Пуританов лежал на спине, терпеливо дожидался, когда охотник натешится его грудью, и думал, что, видимо, существует какой-то закон, по которому и устанавливается то самое несоответствие между тем, кто ты есть на самом деле и кем мечтал стать. Вот хотелось ему быть непьющим, но это не нравилось всему окружению. Иван Петрович ни за какие коврижки не желал быть рыбкиной бабой, хотя точно знал, что в этом качестве вписался бы в любое человеческое сообщество. В крайнем случае он согласился бы навсегда остаться золотой рыбкой, но ему ненавистны были все эти корыстные рыбаки и охотники, которые никогда и ни за что тебя не отпустят, пока ты не надорвешься, выполняя их безумные желания. «Впрочем, мне не так уж плохо жилось и Пуритановым, — с грустью подумал он. — В конце концов, кто-то должен нести крест дурачка. А жизнь все равно прекрасна, и когда-нибудь она обязательно закончится, и след от нее в виде эха от свиста крыльев без остатка растворится во времени».
На этой незатейливой мысли Иван Петрович и проснулся. Он кулаками протер глаза. Сослуживцы напротив допивали третью бутылку водки. Стукачка спала мертвым сном, и что ей снилось в этот момент, было написано у нее на лице — она блаженно улыбалась.
Пуританов, не таясь, налил себе полный стакан воды и с наслаждением выпил до дна. Ему радостно было вновь ощутить себя Иваном Петровичем Пуритановым — безвредным и, в сущности, никому не нужным разгильдяем.
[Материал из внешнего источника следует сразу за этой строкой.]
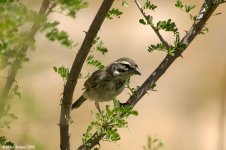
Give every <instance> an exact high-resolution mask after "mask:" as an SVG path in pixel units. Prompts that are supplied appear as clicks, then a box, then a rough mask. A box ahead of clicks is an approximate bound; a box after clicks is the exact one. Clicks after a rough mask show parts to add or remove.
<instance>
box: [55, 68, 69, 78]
mask: <svg viewBox="0 0 226 150" xmlns="http://www.w3.org/2000/svg"><path fill="white" fill-rule="evenodd" d="M53 70H54V71H55V72H56V73H57V74H59V75H60V76H61V78H62V79H63V81H64V82H66V81H67V79H68V76H69V68H66V67H64V66H61V67H56V66H54V67H53Z"/></svg>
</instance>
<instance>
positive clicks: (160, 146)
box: [143, 136, 163, 150]
mask: <svg viewBox="0 0 226 150" xmlns="http://www.w3.org/2000/svg"><path fill="white" fill-rule="evenodd" d="M162 147H163V143H162V142H161V141H160V140H159V139H157V138H156V137H151V136H148V142H147V146H143V150H159V149H161V148H162Z"/></svg>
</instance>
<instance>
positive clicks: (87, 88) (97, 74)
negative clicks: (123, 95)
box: [84, 69, 106, 89]
mask: <svg viewBox="0 0 226 150" xmlns="http://www.w3.org/2000/svg"><path fill="white" fill-rule="evenodd" d="M105 79H106V72H105V70H104V69H99V70H97V71H95V72H93V74H92V75H91V76H90V77H89V78H88V79H87V80H86V81H85V83H84V86H85V89H89V88H93V87H96V86H97V85H98V84H99V83H100V82H102V81H103V80H105Z"/></svg>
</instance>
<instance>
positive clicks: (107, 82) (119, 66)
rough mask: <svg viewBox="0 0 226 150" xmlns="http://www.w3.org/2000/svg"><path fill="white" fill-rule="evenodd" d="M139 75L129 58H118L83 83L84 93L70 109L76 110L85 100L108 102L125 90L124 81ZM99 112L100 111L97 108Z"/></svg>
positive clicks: (76, 101) (133, 63)
mask: <svg viewBox="0 0 226 150" xmlns="http://www.w3.org/2000/svg"><path fill="white" fill-rule="evenodd" d="M135 74H137V75H141V73H140V72H139V69H138V66H137V64H136V63H135V62H134V61H133V60H132V59H130V58H126V57H123V58H120V59H117V60H116V61H114V62H113V63H111V64H110V65H108V66H107V67H105V68H103V69H99V70H97V71H95V72H93V74H92V75H91V76H90V77H89V78H88V79H87V80H86V81H85V83H84V89H85V91H84V93H83V94H82V96H81V97H80V98H79V99H78V100H77V101H76V102H74V103H73V104H72V109H75V108H78V107H79V106H80V105H81V104H82V103H83V102H84V101H86V100H87V99H90V100H94V101H95V102H96V107H97V108H98V107H99V104H98V102H104V101H110V100H112V99H113V98H114V97H115V96H117V95H119V94H120V93H121V92H122V91H123V89H124V88H125V85H126V81H127V80H128V79H129V78H130V77H131V76H132V75H135ZM98 110H99V111H100V109H99V108H98Z"/></svg>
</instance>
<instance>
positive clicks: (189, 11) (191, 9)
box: [185, 5, 196, 13]
mask: <svg viewBox="0 0 226 150" xmlns="http://www.w3.org/2000/svg"><path fill="white" fill-rule="evenodd" d="M195 7H196V5H185V12H187V13H188V12H190V11H191V10H192V9H194V8H195Z"/></svg>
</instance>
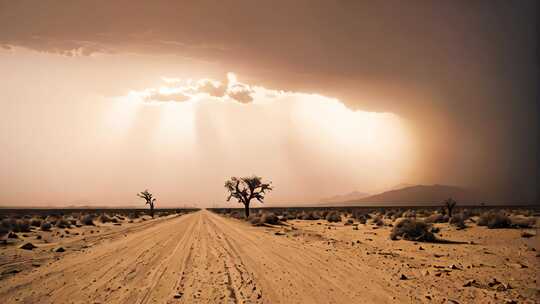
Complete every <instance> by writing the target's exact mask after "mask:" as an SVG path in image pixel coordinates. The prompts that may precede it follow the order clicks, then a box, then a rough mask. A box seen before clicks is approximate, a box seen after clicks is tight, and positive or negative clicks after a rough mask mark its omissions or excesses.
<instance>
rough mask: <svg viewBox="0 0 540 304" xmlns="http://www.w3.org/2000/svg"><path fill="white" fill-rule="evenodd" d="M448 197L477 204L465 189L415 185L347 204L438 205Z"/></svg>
mask: <svg viewBox="0 0 540 304" xmlns="http://www.w3.org/2000/svg"><path fill="white" fill-rule="evenodd" d="M450 197H451V198H453V199H454V200H456V201H457V202H458V203H473V202H478V197H477V195H476V193H473V192H472V191H470V190H467V189H465V188H461V187H456V186H447V185H416V186H410V187H405V188H402V189H396V190H390V191H386V192H383V193H380V194H376V195H371V196H367V197H363V198H361V199H353V200H348V201H347V203H352V202H367V203H379V202H384V203H440V202H442V201H444V200H446V199H448V198H450Z"/></svg>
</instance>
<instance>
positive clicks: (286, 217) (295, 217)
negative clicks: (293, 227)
mask: <svg viewBox="0 0 540 304" xmlns="http://www.w3.org/2000/svg"><path fill="white" fill-rule="evenodd" d="M285 218H286V219H288V220H294V219H296V214H294V213H287V214H286V215H285Z"/></svg>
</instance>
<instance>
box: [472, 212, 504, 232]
mask: <svg viewBox="0 0 540 304" xmlns="http://www.w3.org/2000/svg"><path fill="white" fill-rule="evenodd" d="M511 225H512V222H511V221H510V218H509V217H508V216H507V215H506V214H504V213H503V212H486V213H483V214H482V215H480V218H479V219H478V226H487V227H488V228H489V229H496V228H510V227H511Z"/></svg>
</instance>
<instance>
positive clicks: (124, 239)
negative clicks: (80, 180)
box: [0, 210, 540, 303]
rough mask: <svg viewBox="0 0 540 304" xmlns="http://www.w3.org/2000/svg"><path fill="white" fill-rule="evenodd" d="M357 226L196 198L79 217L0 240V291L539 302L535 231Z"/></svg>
mask: <svg viewBox="0 0 540 304" xmlns="http://www.w3.org/2000/svg"><path fill="white" fill-rule="evenodd" d="M358 227H359V229H358V230H354V229H353V226H346V225H344V224H343V223H337V224H330V223H328V222H326V221H299V220H295V221H290V222H288V224H287V225H286V226H276V227H253V226H250V225H249V224H247V223H245V222H242V221H239V220H235V219H230V218H225V217H222V216H218V215H216V214H213V213H211V212H209V211H206V210H202V211H199V212H195V213H192V214H188V215H182V216H176V217H169V218H163V219H158V220H152V221H146V222H141V223H134V224H129V225H123V226H109V227H98V228H96V227H93V228H89V227H85V228H84V229H86V230H89V229H93V230H100V232H94V233H93V234H89V233H85V234H84V235H81V234H79V235H78V236H73V237H70V238H68V239H66V240H62V241H58V240H56V242H49V243H43V244H40V243H37V246H38V248H37V249H34V250H33V251H27V250H22V249H18V248H16V247H15V246H4V247H2V248H0V271H2V272H3V273H4V275H3V276H2V278H1V279H0V302H1V303H511V302H510V301H511V300H514V301H516V302H515V303H539V302H540V293H539V290H540V288H539V283H538V279H539V273H540V272H539V268H540V266H539V255H538V252H537V251H536V250H540V246H539V245H540V243H539V239H538V236H534V237H532V238H521V237H520V232H521V231H520V230H517V229H498V230H489V229H486V228H485V227H471V228H468V229H465V230H459V231H458V230H455V229H454V228H450V227H449V226H448V225H447V224H443V225H440V227H441V229H442V230H441V234H442V237H443V238H445V239H448V240H452V241H456V242H458V243H451V244H427V243H414V242H410V241H390V240H389V237H388V235H389V232H390V229H391V228H390V227H383V228H378V229H374V226H371V225H359V226H358ZM87 232H89V231H87ZM531 232H533V233H535V231H534V230H533V231H531ZM53 233H54V232H53ZM29 237H30V236H29ZM471 241H472V243H471ZM58 246H64V247H65V249H66V251H65V252H62V253H58V252H54V249H55V248H57V247H58ZM14 270H15V271H14ZM17 271H20V272H18V273H17ZM471 280H474V281H471ZM467 283H469V284H467ZM464 285H470V286H464Z"/></svg>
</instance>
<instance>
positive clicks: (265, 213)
mask: <svg viewBox="0 0 540 304" xmlns="http://www.w3.org/2000/svg"><path fill="white" fill-rule="evenodd" d="M260 223H261V224H271V225H277V224H279V218H278V217H277V216H276V215H275V214H274V213H272V212H268V213H263V215H262V216H261V219H260Z"/></svg>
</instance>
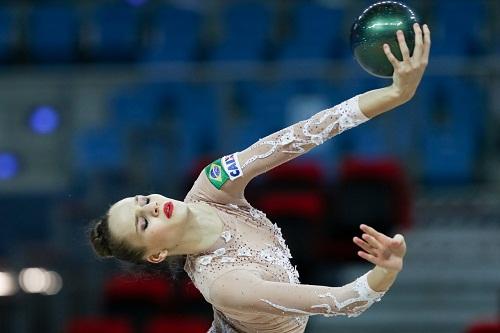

Возвращение к реальности на миг позволило ему почувствовать себя немножечко счастливым, и он вслух с удовольствием процитировал запрещенного классика:
— «Хочешь быть счастливым, будь им!»
Серый ангел
На митинг, посвященный Международному дню солидарности трудящихся, Николай Петрович Колыванов отправился с восьмилетним сыном Алешкой. Его дородная спутница жизни Татьяна Васильевна с престарелой тещей давно орудовали ножами на кухне: шинковали и тщательно перемешивали в салатниках овощи, ювелирно нарезали колбасу с мясцом, малосольную семушку, сыр, в общем, совершали привычный праздничный ритуал, от которого Николай Петрович возбуждался не меньше, чем от супружеских объятий.
Надо сказать, что Колыванов был человеком невысоким, щуплым, а весной и осенью даже и болезненным. В последнее время он трудился охранником на фабрике игрушек, был вполне доволен и зарплатой, и графиком работы. Жизнь ему отравлял лишь один факт: супруга торговала на рынке постельным бельем и зарабатывала больше мужа. Эта несправедливость мучила его, тем более что Татьяна Васильевна нередко упрекала Николая Петровича и делала это нарочито грубо, без родственного такта.